Machine Translation

Introduction

This project is for translating English sentence to French sentence. I built a deep neural network(bidirectional RNN with GRU units) as part of end-to-end machine translation pipeline. The completed pipeline will accept English text as input and return the French translation. I compared the results of various RNN structures at the end.

Process

Preprocess - Convert text to sequence of integers
Models - Created bidirectional RNN with GRU units which accepts a sequence of integers as input and returns a probability distribution over possible translations
Prediction - Run the model on English text.

Environment

AWS EC2 p2.xlarge
Jupyter Notebook
Python 3.5, Keras, TensorFlow 1.1

Preprocessing dataset

The most common datasets used for machine translation are from WMT. However, that will take a long time to train a neural network on. So, I used comparably the small dataset for my project’s purpose.

Load Data

English and French Data are loaded. The both datasets are sequenced already.

import helper

# Load English data
english_sentences = helper.load_data('data/small_vocab_en')
# Load French data
french_sentences = helper.load_data('data/small_vocab_fr')

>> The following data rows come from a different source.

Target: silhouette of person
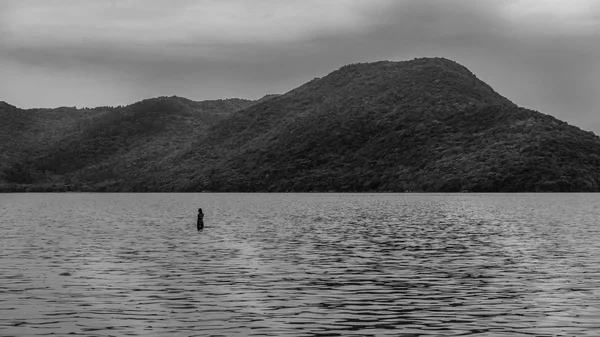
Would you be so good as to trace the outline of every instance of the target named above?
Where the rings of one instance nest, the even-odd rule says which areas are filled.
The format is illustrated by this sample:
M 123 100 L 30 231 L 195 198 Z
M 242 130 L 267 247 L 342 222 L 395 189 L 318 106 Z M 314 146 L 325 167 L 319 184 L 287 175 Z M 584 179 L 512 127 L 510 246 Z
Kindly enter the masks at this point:
M 202 208 L 198 208 L 198 230 L 204 229 L 204 213 L 202 213 Z

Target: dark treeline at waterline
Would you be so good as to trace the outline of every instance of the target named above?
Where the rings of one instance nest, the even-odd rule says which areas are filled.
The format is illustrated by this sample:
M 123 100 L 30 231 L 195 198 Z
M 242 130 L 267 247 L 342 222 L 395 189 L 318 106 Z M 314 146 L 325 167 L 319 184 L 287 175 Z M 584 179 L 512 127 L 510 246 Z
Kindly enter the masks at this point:
M 441 58 L 352 64 L 258 101 L 0 104 L 5 192 L 595 192 L 600 138 Z

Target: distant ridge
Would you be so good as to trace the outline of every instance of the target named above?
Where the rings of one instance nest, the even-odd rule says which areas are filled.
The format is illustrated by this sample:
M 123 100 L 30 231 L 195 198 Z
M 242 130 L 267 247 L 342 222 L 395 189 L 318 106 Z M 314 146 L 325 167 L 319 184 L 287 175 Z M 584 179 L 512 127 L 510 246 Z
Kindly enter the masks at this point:
M 255 101 L 157 97 L 124 107 L 21 110 L 0 104 L 0 190 L 102 190 L 155 165 Z M 4 128 L 3 128 L 4 127 Z
M 598 136 L 516 106 L 444 58 L 351 64 L 257 101 L 52 111 L 68 120 L 58 130 L 40 113 L 21 120 L 38 131 L 0 167 L 4 190 L 600 188 Z
M 281 96 L 281 95 L 280 94 L 268 94 L 268 95 L 264 95 L 263 97 L 259 98 L 256 101 L 256 103 L 262 103 L 264 101 L 270 100 L 271 98 L 276 98 L 276 97 L 279 97 L 279 96 Z

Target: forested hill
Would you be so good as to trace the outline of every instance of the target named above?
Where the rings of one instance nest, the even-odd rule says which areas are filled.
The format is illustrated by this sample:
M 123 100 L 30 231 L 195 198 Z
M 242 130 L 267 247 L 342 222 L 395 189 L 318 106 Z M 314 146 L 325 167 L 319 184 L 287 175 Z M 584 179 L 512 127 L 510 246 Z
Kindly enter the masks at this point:
M 134 118 L 136 127 L 118 113 L 104 124 L 86 124 L 70 142 L 15 159 L 13 171 L 5 170 L 5 189 L 600 188 L 599 137 L 516 106 L 465 67 L 442 58 L 344 66 L 284 95 L 198 122 L 197 132 L 177 124 L 180 112 L 169 104 Z M 156 116 L 163 116 L 160 122 L 153 122 Z M 129 131 L 119 138 L 122 130 Z M 99 134 L 103 141 L 92 141 Z M 177 138 L 176 145 L 164 145 Z M 114 139 L 128 141 L 106 149 L 104 142 Z M 162 147 L 153 150 L 158 144 Z M 28 180 L 15 172 L 28 172 Z
M 21 110 L 0 102 L 0 190 L 95 190 L 189 146 L 256 101 L 146 99 L 128 106 Z

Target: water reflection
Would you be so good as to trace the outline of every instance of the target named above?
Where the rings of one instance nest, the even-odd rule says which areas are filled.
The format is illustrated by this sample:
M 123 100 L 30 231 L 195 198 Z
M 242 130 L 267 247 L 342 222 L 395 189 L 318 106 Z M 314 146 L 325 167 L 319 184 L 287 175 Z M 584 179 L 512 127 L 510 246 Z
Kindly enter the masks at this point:
M 0 195 L 0 335 L 595 336 L 597 204 Z

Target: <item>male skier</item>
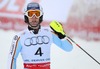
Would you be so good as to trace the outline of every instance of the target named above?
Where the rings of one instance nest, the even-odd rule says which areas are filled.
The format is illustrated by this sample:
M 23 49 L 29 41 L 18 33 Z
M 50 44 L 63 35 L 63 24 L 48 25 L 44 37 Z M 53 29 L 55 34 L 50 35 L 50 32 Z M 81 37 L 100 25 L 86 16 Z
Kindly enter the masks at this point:
M 19 53 L 23 59 L 23 69 L 50 69 L 52 43 L 67 52 L 73 49 L 59 22 L 50 23 L 52 31 L 48 27 L 41 26 L 43 14 L 39 3 L 28 3 L 24 13 L 24 20 L 28 27 L 16 34 L 12 40 L 8 69 L 16 69 L 16 59 Z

The sample of pair English and French sentence are below.

small_vocab_en Line 1: new jersey is sometimes quiet during autumn , and it is snowy in april . small_vocab_fr Line 1: new jersey est parfois calme pendant l’ automne , et il est neigeux en avril .

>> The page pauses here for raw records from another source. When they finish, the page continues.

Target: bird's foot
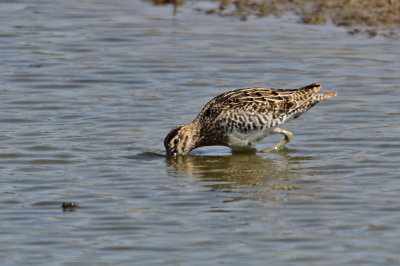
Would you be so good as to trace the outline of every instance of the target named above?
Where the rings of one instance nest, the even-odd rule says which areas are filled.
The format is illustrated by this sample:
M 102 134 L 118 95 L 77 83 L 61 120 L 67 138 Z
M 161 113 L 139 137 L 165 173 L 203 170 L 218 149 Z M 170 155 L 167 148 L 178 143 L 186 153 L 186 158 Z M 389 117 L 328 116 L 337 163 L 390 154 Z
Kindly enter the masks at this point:
M 286 145 L 286 143 L 288 143 L 289 141 L 292 140 L 293 135 L 289 131 L 286 131 L 286 130 L 283 130 L 283 129 L 280 129 L 279 127 L 277 127 L 274 129 L 274 132 L 285 135 L 285 138 L 283 140 L 281 140 L 281 142 L 279 142 L 278 145 L 276 145 L 272 148 L 266 149 L 266 150 L 260 150 L 258 152 L 267 153 L 267 152 L 279 151 L 283 146 Z

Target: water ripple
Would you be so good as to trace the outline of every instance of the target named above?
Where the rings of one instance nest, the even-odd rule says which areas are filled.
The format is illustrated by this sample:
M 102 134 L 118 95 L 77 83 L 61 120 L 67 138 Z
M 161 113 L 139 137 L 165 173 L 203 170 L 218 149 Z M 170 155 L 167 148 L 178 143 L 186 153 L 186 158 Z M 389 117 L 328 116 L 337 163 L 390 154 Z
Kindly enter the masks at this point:
M 189 5 L 0 3 L 3 262 L 398 262 L 398 46 Z M 165 156 L 213 96 L 313 81 L 282 151 Z

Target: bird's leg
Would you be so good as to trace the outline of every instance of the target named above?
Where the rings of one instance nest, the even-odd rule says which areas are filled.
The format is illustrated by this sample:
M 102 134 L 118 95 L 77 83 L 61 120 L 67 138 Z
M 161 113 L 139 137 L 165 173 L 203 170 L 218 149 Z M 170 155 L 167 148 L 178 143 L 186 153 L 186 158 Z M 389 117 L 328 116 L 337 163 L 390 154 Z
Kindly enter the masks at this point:
M 282 148 L 286 143 L 288 143 L 289 141 L 292 140 L 292 133 L 290 133 L 289 131 L 286 131 L 286 130 L 283 130 L 283 129 L 280 129 L 279 127 L 277 127 L 277 128 L 274 129 L 274 132 L 275 133 L 281 133 L 281 134 L 285 135 L 285 138 L 281 142 L 279 142 L 278 145 L 276 145 L 275 147 L 272 147 L 272 148 L 269 148 L 269 149 L 266 149 L 266 150 L 261 150 L 259 152 L 277 151 L 280 148 Z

small_vocab_en Line 2: the united states is usually chilly during july , and it is usually freezing in november . small_vocab_fr Line 2: les états-unis est généralement froid en juillet , et il gèle habituellement en novembre .

Tokenize and Padding

Tokenize the words into ids.

import project_tests as tests
from keras.preprocessing.text import Tokenizer


def tokenize(x):
    """
    Tokenize x
    :param x: List of sentences/strings to be tokenized
    :return: Tuple of (tokenized x data, tokenizer used to tokenize x)
    """
    # TODO: Implement
    tokenizer = Tokenizer()
    tokenizer.fit_on_texts(x)

    return tokenizer.texts_to_sequences(x), tokenizer

Add padding to make all the sequences the same length.

import numpy as np
from keras.preprocessing.sequence import pad_sequences


def pad(x, length=None):
    """
    Pad x
    :param x: List of sequences.
    :param length: Length to pad the sequence to.  If None, use length of longest sequence in x.
    :return: Padded numpy array of sequences
    """
    # TODO: Implement
    return pad_sequences(x, maxlen=length, padding='post', truncating='post')

The below is the results by Tokenizing and Padding.

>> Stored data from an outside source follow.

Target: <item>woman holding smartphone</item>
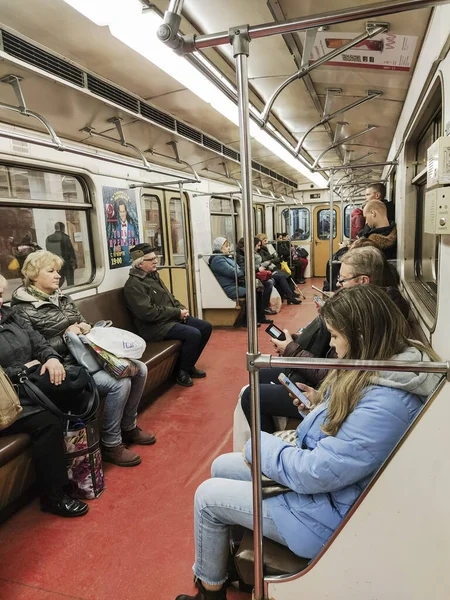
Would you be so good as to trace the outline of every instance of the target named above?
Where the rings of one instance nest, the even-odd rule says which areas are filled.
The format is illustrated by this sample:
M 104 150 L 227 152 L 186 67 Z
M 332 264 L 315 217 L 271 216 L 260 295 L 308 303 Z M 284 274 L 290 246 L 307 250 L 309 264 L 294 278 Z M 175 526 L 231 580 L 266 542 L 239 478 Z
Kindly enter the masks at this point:
M 373 286 L 342 289 L 322 309 L 339 358 L 436 360 L 408 339 L 409 327 L 387 294 Z M 381 326 L 383 324 L 383 326 Z M 263 534 L 295 554 L 313 558 L 415 419 L 439 376 L 331 370 L 319 390 L 301 386 L 311 410 L 292 446 L 261 434 L 264 475 L 290 491 L 263 500 Z M 243 454 L 219 456 L 212 478 L 197 489 L 194 507 L 199 579 L 195 596 L 225 600 L 232 525 L 253 527 L 251 442 Z

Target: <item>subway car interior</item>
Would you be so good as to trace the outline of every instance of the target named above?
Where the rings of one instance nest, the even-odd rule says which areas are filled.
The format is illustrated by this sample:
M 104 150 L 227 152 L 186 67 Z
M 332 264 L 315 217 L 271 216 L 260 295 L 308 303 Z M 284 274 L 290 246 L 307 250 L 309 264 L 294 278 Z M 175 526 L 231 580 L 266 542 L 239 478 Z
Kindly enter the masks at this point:
M 0 375 L 22 401 L 70 306 L 100 397 L 75 504 L 0 425 L 0 600 L 450 597 L 449 51 L 449 0 L 0 0 Z M 97 375 L 142 369 L 116 445 Z

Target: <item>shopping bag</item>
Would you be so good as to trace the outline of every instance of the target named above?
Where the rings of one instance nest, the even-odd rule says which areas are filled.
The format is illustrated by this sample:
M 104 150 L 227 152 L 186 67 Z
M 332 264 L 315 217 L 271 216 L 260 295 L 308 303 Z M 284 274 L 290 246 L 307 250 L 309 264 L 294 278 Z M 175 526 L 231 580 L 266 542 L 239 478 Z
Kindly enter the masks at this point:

The quick brown fox jumps over the lazy dog .
[1 2 4 5 6 7 1 8 9] - Tokenizing
[1 2 4 5 6 7 1 8 9 0] - Padding

Model

I tested several models to get better accuracy in test dataset. I will present the best model which is bidirectional RNN with GRU and Embedding Layer. RNN with GRU or LSTM is a good neural network model for sequence data like sentence or stock price. Also Embedding layer is one of important concept for Natural Language Processing. At the end, I will compare the results of different models.

Embedding Layer

Image from TensorFlow

Word2Vector concept (used in Embedding Layer) is very important in Natural Language Processing. Each word itself which is converted in the number here doesn’t have any meaning for machine. So we need to convert the word to the meaningful thing for machine. The word can be converted to the vector using n-gram. The vector presents relations among words. You can check Embedding Projector of Google visually what it means.

Bidirectional RNN

Image from colah’s blog

Bidirectional RNN is basically two RNNs which have normal RNN and reversed RNN. It improves the test accuracy technically by training RNN using reverse sequenced dataset. You can find the nice explanation from Understanding Bidirectional RNN in PyTorch by CeShine Lee

Final Structure

Layer (type)	Output Shape	Param #
input_3 (InputLayer)	(None, 21)	0
embedding_3 (Embedding)	(None, 21, 345)	69000
bidirectional_5 (Bidirectional)	(None, 512)	924672
repeat_vector_3 (RepeatVector)	(None, 21, 512)	0
bidirectional_6 (Bidirectional)	(None, 21, 256)	492288
time_distributed_3 (TimeDististibuted)	(None, 21, 345)	88665

Total params: 1,574,625
Trainable params: 1,574,625
Non-trainable params: 0

from keras.layers import GRU, Input, Dense, TimeDistributed, Bidirectional, RepeatVector
from keras.models import Model, Sequential
from keras.layers import Activation
from keras.optimizers import Adam
from keras.losses import sparse_categorical_crossentropy
from keras.layers.embeddings import Embedding


def model_final(input_shape, output_sequence_length, english_vocab_size, french_vocab_size):
    """
    Build and train a model that incorporates embedding, encoder-decoder, and bidirectional RNN on x and y
    :param input_shape: Tuple of input shape
    :param output_sequence_length: Length of output sequence
    :param english_vocab_size: Number of unique English words in the dataset
    :param french_vocab_size: Number of unique French words in the dataset
    :return: Keras model built, but not trained
    """

    inputs = Input(shape=input_shape[1:])
    embed = Embedding(input_dim=english_vocab_size, output_dim=french_vocab_size)(inputs)
    biGru_1 = Bidirectional(GRU(units=256, dropout=0.25, recurrent_dropout=0.25))(embed)
    repeatVec = RepeatVector(output_sequence_length)(biGru_1)
    biGru_2 = Bidirectional(GRU(units=128, return_sequences=True, dropout=0.25, recurrent_dropout=0.25))(repeatVec)
    outputs = TimeDistributed(Dense(units=french_vocab_size, activation='softmax'))(biGru_2)
    model = Model(inputs=inputs, outputs=outputs)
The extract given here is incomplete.